Plein Air: (open air) The feeling that a picture really gives the impression of the open air, a quality much sought by the Impressionists. In a more restricted sense, it applies to landscapes actually painted out of doors, with the intention of catching this quality. The practice is relatively recent, at least as far as finished pictures are concerned, and it was this concern for a non-aesthetic quality which underlies the remark said to have been made by Degas, that Monet's pictures always made him turn up his coat collar.
Pochoir: A stencil and stencil-brush process used to make multicolor prints, for tinting black and white prints, and for coloring reproductions and book illustrations, especially fine and limited editions. Pochoir, which is the French word for stencil, is sometimes called hand coloring or hand illustration. This process was much used in Paris during the early decades of the 20th century. Especially popular in the art deco period, used for fashion plates amoungst other things.
Point of View: Angle from which the viewer sees the object.
Polychromatic: Having many colors, as opposed to monochromatic which means only one hue or color.
Porcelain: An extremely hard, translucent variety of ceramic ware made with kaolin and silica and fired at a high temperature and often used for fine dinnerware, vases, and sculpture.
Portfolio: A body of finished work.
Portrait: A work of art that represents a specific person, a group of people or an animal.
Portrait Format: This refers to the physical size of the painting where the height is greater than the width. The upper torso of the human form is the most common subject for these paintings.

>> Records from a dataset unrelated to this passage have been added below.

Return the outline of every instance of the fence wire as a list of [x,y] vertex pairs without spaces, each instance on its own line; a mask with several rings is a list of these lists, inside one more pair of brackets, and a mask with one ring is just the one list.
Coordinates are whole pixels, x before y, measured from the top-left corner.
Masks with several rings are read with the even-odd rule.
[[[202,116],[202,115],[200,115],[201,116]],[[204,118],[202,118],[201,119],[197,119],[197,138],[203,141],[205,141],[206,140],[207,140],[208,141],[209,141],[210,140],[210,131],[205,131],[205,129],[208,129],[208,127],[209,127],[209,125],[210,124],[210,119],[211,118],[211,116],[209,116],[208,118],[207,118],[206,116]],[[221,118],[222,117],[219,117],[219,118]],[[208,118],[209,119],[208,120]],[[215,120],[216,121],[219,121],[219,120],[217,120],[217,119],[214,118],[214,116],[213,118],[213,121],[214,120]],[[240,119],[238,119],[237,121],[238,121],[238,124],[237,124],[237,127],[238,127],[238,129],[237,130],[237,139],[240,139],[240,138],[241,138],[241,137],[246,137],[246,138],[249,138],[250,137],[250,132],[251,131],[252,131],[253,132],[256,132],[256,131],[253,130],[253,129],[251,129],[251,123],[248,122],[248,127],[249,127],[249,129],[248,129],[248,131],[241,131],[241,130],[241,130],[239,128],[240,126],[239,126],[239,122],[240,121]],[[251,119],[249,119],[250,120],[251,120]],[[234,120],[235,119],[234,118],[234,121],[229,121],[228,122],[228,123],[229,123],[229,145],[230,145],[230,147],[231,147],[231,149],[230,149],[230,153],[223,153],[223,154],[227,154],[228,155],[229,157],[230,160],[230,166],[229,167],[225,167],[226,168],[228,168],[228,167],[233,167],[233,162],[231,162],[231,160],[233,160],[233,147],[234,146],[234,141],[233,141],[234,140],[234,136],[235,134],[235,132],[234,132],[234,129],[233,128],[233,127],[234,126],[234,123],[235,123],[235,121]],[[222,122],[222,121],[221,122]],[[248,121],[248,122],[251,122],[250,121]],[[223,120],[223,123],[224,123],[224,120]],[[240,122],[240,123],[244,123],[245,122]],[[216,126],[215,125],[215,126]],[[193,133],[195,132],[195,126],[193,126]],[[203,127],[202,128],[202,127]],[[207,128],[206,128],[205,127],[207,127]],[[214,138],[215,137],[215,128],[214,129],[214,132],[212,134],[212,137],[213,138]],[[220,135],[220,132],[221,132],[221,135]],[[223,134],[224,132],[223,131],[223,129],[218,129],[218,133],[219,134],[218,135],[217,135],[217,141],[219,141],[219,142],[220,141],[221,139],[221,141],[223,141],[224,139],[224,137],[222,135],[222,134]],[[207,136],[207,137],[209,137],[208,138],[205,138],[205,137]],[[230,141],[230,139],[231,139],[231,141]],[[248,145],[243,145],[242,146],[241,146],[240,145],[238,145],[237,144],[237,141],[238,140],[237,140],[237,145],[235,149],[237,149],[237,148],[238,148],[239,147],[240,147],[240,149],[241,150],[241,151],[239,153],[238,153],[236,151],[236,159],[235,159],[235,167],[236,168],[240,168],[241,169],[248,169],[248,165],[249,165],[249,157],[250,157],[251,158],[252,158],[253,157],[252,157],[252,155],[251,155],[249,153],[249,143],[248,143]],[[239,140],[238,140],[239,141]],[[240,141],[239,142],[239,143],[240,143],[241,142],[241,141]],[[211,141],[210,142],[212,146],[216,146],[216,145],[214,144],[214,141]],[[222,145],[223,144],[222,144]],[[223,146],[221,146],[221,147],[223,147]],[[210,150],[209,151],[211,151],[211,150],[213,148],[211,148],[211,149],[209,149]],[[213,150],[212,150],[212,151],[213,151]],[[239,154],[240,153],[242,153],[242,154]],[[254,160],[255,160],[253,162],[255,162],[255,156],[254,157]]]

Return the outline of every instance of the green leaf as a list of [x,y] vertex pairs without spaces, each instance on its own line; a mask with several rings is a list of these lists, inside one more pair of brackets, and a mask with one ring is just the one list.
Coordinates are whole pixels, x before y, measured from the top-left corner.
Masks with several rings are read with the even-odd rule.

Positive Space: The space in a painting occupied by the object depicted (not the spaces in-between objects).
Pottery: Objects, and especially vessels, which are made from fired clay. It represents the various articles made of fired clay.
Preliminary Sketch: A planning sketch, usually on a smaller scale, to determine the basic arrangement of a design or larger work of art.

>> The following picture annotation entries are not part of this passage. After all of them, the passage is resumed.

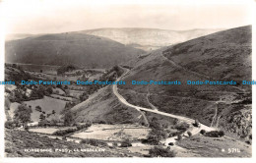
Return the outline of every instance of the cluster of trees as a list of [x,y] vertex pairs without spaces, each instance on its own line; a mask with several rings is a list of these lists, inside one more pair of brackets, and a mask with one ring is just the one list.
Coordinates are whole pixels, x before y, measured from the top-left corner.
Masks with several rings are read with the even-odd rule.
[[206,136],[211,136],[211,137],[221,137],[224,136],[224,131],[211,131],[211,132],[205,132],[204,130],[200,131],[200,134]]
[[[12,102],[22,102],[29,101],[34,99],[43,98],[44,95],[49,95],[53,92],[52,86],[47,85],[33,85],[33,86],[25,86],[17,84],[18,88],[13,91],[13,95],[10,97]],[[27,95],[27,89],[30,88],[32,90],[31,95]]]
[[28,106],[27,104],[21,104],[14,111],[14,119],[13,121],[7,121],[5,123],[5,128],[13,129],[16,127],[24,127],[28,129],[28,123],[32,122],[32,106]]
[[77,68],[74,65],[64,65],[57,69],[57,75],[63,75],[66,72],[74,71]]
[[120,147],[129,147],[129,146],[132,146],[132,143],[129,139],[123,140],[120,145]]

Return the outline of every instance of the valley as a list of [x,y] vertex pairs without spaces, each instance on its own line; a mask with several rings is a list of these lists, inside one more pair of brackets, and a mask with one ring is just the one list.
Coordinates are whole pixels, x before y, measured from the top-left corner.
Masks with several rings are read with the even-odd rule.
[[[155,157],[159,150],[169,157],[251,157],[251,85],[185,84],[251,81],[251,27],[215,31],[175,31],[180,38],[174,31],[107,28],[8,40],[5,80],[16,84],[5,86],[6,156],[61,157],[22,147],[64,146],[106,151],[65,157]],[[226,153],[231,148],[240,152]]]

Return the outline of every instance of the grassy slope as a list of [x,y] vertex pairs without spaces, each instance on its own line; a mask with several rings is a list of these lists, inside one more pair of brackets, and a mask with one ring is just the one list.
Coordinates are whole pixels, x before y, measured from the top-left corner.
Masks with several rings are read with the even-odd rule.
[[46,34],[6,42],[7,62],[40,65],[108,68],[142,53],[143,50],[107,38],[81,33]]
[[[176,144],[202,157],[251,157],[252,154],[250,145],[226,137],[193,136]],[[238,148],[240,152],[228,152],[228,148]]]
[[[5,152],[7,157],[129,157],[138,154],[128,153],[125,149],[115,149],[109,147],[96,147],[88,144],[39,136],[36,134],[24,131],[7,130],[5,136]],[[86,149],[104,148],[104,152],[25,152],[25,149]]]
[[76,122],[140,123],[139,112],[123,106],[112,94],[112,87],[105,86],[92,94],[86,101],[71,108]]
[[[191,71],[202,76],[197,76]],[[211,124],[218,108],[218,117],[221,116],[219,127],[236,133],[240,136],[248,136],[251,108],[241,103],[230,103],[251,98],[251,86],[186,84],[187,80],[208,80],[204,78],[205,76],[209,76],[214,81],[251,80],[250,27],[217,32],[152,52],[151,55],[137,62],[126,77],[125,81],[128,84],[118,87],[124,91],[133,89],[139,93],[147,93],[147,85],[132,85],[129,84],[131,81],[178,80],[182,82],[181,85],[150,85],[151,102],[161,111],[199,119],[206,125]],[[238,94],[242,92],[241,89],[249,94]],[[216,101],[221,98],[226,103],[217,106]],[[246,115],[238,116],[239,112],[246,112]]]
[[103,36],[112,40],[129,44],[130,46],[145,50],[154,50],[162,46],[183,42],[202,35],[220,31],[221,29],[194,29],[185,31],[166,30],[158,28],[97,28],[77,31]]

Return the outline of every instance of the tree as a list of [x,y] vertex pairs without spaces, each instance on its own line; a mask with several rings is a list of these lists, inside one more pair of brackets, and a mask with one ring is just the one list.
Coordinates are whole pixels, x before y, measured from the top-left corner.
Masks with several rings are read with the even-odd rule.
[[206,131],[205,131],[205,130],[201,130],[201,131],[200,131],[200,134],[201,134],[201,135],[205,135],[205,134],[206,134]]
[[35,106],[35,110],[38,112],[41,112],[41,107],[40,106]]
[[47,91],[49,94],[52,94],[52,93],[53,93],[53,89],[52,89],[51,86],[48,86],[48,87],[46,88],[46,91]]
[[74,116],[73,113],[68,111],[64,115],[64,125],[65,126],[72,126],[74,124]]
[[182,139],[182,136],[181,135],[178,135],[178,137],[177,137],[178,140]]
[[187,132],[187,135],[188,135],[188,136],[191,136],[192,133],[191,132]]
[[15,110],[14,119],[18,121],[23,126],[27,126],[27,124],[32,120],[32,108],[21,104]]
[[120,145],[120,147],[129,147],[129,146],[132,146],[132,143],[130,142],[129,139],[122,141]]

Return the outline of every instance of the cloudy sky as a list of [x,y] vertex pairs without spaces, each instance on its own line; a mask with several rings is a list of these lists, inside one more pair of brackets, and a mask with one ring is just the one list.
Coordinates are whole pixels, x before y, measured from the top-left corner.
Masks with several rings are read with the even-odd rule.
[[[244,1],[3,0],[7,33],[51,33],[100,27],[183,30],[251,24]],[[107,2],[107,3],[106,3]],[[220,3],[217,3],[220,2]],[[222,2],[222,4],[221,4]]]

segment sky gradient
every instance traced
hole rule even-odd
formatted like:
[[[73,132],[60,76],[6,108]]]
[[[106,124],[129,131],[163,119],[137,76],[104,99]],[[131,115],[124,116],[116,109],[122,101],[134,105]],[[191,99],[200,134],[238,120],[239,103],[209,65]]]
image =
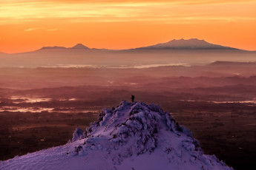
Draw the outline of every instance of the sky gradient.
[[[256,1],[0,0],[0,51],[128,49],[197,38],[256,50]]]

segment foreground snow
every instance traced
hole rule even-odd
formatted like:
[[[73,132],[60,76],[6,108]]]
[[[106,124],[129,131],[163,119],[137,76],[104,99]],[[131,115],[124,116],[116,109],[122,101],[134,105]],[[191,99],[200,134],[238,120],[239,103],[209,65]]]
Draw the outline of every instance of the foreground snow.
[[[123,101],[70,143],[0,162],[0,169],[233,169],[203,154],[198,142],[161,108]]]

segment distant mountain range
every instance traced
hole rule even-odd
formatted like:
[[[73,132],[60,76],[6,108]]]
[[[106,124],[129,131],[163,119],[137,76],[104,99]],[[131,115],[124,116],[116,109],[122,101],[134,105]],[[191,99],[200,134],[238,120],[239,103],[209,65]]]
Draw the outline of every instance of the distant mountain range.
[[[166,43],[136,48],[136,50],[238,50],[229,47],[213,44],[197,38],[171,40]]]
[[[40,50],[102,50],[102,49],[91,49],[82,44],[77,44],[73,47],[67,48],[65,47],[44,47]],[[130,50],[239,50],[236,48],[213,44],[204,40],[199,40],[197,38],[191,39],[180,39],[171,40],[166,43],[160,43],[155,45],[139,47]]]
[[[89,50],[90,48],[82,44],[77,44],[76,45],[70,48],[66,48],[65,47],[54,46],[54,47],[43,47],[39,50],[65,50],[65,49]]]

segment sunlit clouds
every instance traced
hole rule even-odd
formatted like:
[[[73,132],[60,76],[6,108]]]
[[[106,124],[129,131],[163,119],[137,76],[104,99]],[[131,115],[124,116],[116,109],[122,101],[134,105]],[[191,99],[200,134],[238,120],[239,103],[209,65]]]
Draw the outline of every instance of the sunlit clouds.
[[[78,19],[76,21],[84,22],[151,21],[169,23],[171,21],[174,23],[186,23],[190,20],[256,21],[255,13],[252,12],[255,9],[256,3],[241,1],[234,4],[203,4],[200,1],[141,1],[122,3],[89,3],[88,1],[80,1],[80,3],[72,3],[71,1],[11,1],[13,2],[4,4],[0,7],[1,24],[25,23],[42,18],[66,18],[67,21],[71,22],[73,20],[76,21],[76,18]],[[209,3],[214,1],[208,1]],[[194,5],[192,2],[200,4]],[[188,3],[192,4],[189,5]]]
[[[252,50],[255,9],[250,0],[1,0],[0,51],[76,41],[125,49],[182,38]]]

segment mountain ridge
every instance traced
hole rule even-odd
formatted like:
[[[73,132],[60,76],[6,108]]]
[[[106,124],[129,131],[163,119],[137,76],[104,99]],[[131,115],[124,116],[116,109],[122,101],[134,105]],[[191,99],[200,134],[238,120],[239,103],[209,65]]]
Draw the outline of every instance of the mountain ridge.
[[[239,50],[229,47],[214,44],[197,38],[174,39],[165,43],[136,48],[136,50]]]
[[[0,162],[1,169],[232,170],[203,154],[188,129],[154,104],[122,101],[103,109],[65,146]]]

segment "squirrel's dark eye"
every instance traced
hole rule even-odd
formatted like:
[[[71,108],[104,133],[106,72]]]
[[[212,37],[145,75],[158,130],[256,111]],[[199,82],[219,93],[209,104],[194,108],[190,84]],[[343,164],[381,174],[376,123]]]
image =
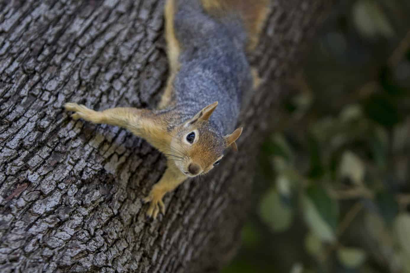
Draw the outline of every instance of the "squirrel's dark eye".
[[[195,133],[194,132],[191,132],[188,134],[187,136],[187,141],[188,141],[190,143],[192,143],[194,142],[194,140],[195,139]]]

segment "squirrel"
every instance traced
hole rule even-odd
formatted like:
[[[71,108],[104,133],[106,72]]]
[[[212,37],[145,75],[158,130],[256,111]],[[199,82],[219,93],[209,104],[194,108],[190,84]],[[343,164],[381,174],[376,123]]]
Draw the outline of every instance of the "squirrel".
[[[150,203],[147,217],[164,214],[165,194],[209,172],[226,148],[237,150],[242,95],[259,81],[246,54],[258,43],[269,6],[269,0],[167,0],[170,73],[157,108],[64,105],[75,120],[125,128],[165,155],[167,168],[143,199]]]

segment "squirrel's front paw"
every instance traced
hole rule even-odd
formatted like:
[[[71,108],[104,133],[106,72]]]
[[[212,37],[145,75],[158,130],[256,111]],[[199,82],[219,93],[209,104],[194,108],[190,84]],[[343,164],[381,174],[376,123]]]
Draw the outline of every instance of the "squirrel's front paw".
[[[153,188],[148,196],[142,199],[144,203],[150,202],[149,208],[147,211],[147,217],[155,219],[160,211],[163,214],[165,213],[165,205],[162,202],[164,193]]]
[[[97,123],[100,120],[100,113],[87,108],[87,106],[82,104],[78,104],[74,102],[68,102],[64,105],[64,108],[67,111],[73,111],[75,112],[71,115],[71,117],[75,120],[82,118],[86,120]]]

Presentation: the way a work is shown after it has been completed. The state of the paper, messiness or tidiness. In painting or drawing this can mean a frame or a mount.
Primary color: The colors yellow, red and blue from which it is possible to mix all the other colors of the spectrum. Any hue that, in theory, cannot be created by a mixture of any other hues. Varying combinations of the primary hues can be used to create all the other hues of the spectrum. In pigment the primaries are red, yellow, and blue.

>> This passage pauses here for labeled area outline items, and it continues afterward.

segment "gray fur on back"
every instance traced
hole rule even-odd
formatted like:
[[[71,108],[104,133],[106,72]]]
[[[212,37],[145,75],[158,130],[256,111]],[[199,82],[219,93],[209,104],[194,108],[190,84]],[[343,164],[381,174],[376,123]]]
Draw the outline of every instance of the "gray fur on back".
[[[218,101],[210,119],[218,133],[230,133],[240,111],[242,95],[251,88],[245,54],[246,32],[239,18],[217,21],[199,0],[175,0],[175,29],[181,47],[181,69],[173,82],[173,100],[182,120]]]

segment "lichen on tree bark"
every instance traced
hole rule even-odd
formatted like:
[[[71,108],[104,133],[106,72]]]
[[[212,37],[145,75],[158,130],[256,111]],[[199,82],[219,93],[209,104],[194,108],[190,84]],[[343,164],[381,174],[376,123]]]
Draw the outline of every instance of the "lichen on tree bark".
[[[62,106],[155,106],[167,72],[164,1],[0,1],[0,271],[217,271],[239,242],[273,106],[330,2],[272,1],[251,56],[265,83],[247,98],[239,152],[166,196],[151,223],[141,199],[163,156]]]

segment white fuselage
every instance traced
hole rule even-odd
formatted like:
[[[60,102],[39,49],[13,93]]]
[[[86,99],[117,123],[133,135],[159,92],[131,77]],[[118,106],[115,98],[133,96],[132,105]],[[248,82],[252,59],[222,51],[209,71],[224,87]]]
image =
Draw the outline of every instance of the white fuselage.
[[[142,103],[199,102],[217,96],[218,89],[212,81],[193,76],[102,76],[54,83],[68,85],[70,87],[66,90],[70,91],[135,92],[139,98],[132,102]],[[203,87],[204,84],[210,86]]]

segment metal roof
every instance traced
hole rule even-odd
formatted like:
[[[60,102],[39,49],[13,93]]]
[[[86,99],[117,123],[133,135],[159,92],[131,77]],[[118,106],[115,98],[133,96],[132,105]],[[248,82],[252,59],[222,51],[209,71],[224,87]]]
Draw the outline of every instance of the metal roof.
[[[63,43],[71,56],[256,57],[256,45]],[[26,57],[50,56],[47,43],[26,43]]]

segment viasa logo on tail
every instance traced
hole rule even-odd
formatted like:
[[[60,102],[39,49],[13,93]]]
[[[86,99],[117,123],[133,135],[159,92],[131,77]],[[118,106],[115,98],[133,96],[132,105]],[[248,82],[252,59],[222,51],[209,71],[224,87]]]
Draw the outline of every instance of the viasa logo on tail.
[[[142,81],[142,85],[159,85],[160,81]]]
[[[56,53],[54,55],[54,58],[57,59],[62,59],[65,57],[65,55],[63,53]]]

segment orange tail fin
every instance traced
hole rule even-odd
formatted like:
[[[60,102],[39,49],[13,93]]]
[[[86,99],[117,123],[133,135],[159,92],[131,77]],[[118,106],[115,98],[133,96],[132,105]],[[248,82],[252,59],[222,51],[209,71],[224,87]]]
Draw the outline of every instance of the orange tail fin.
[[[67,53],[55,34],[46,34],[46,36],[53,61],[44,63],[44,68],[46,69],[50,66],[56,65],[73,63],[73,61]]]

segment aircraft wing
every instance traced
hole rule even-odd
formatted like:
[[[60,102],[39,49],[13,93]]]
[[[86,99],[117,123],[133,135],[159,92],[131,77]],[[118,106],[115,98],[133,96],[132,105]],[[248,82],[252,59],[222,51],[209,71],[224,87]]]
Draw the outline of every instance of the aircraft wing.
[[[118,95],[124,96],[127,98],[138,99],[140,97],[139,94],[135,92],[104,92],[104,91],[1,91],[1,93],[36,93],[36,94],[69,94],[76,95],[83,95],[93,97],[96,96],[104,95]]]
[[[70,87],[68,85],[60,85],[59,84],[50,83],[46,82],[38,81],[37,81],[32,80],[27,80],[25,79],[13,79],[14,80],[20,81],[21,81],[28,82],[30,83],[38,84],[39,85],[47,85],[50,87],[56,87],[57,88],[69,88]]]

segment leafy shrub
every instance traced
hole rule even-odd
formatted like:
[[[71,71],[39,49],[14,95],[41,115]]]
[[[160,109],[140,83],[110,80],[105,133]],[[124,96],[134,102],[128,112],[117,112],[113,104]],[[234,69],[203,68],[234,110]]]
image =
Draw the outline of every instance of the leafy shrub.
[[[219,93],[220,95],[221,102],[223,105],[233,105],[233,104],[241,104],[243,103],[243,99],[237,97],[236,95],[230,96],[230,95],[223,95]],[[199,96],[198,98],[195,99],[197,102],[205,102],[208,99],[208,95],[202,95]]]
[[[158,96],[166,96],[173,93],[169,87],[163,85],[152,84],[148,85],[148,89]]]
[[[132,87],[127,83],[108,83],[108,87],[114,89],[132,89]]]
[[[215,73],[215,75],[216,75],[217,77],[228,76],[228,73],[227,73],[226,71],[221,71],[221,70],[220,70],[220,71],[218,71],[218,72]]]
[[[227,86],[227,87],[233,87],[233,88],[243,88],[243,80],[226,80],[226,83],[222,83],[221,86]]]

Principles of Art: Ways artists organize the elements of art. The principles consist of balance, emphasis, harmony, variety, gradation, movement, rhythm, and proportion.
Principles of Design: Guidelines that artists use in composing designs and controlling how viewers are likely to react to the image. Balance, contrast, proportion, movement, emphasis, variety, unity and repetition are examples of the principles of design.
Print: This represents an image of which many copies are present. The image is typically taken from a silk screen or a woodblock or the negative of a photograph.
Printmaking: The artist designs and manufactures one or a series of prints, such as woodcuts, silk-screens, linoleum, etc.
Process Portfolio: A portfolio that includes a series of work that changes over time.
Profile: The side-wise appearance of a person's face. The outline of a building or an object.
Proofs: A version of the artwork produced for review.
Propaganda: a powerful means of influencing - and corrupting - others with ideas, feelings and moods.
Proportion: Size relationships between parts of a whole, or between two or more objects perceived as a unit.
Provenance: (Source, origin). The provenance of a work of art is its pedigree. A complete record of its ownership is its provenance, and it is the duty of the cataloguer to establish, as far as humanly possible, the provenance of a work of art. In some cases, e.g., the Sistine ceiling, no doubt is possible, but the exact pedigree of a picture by Vermeer or Van Gogh is a matter of great importance, especially to the dealer trying to sell it.
Pug-mill: a machine for mixing and squeezing the clay which has been re-cycled.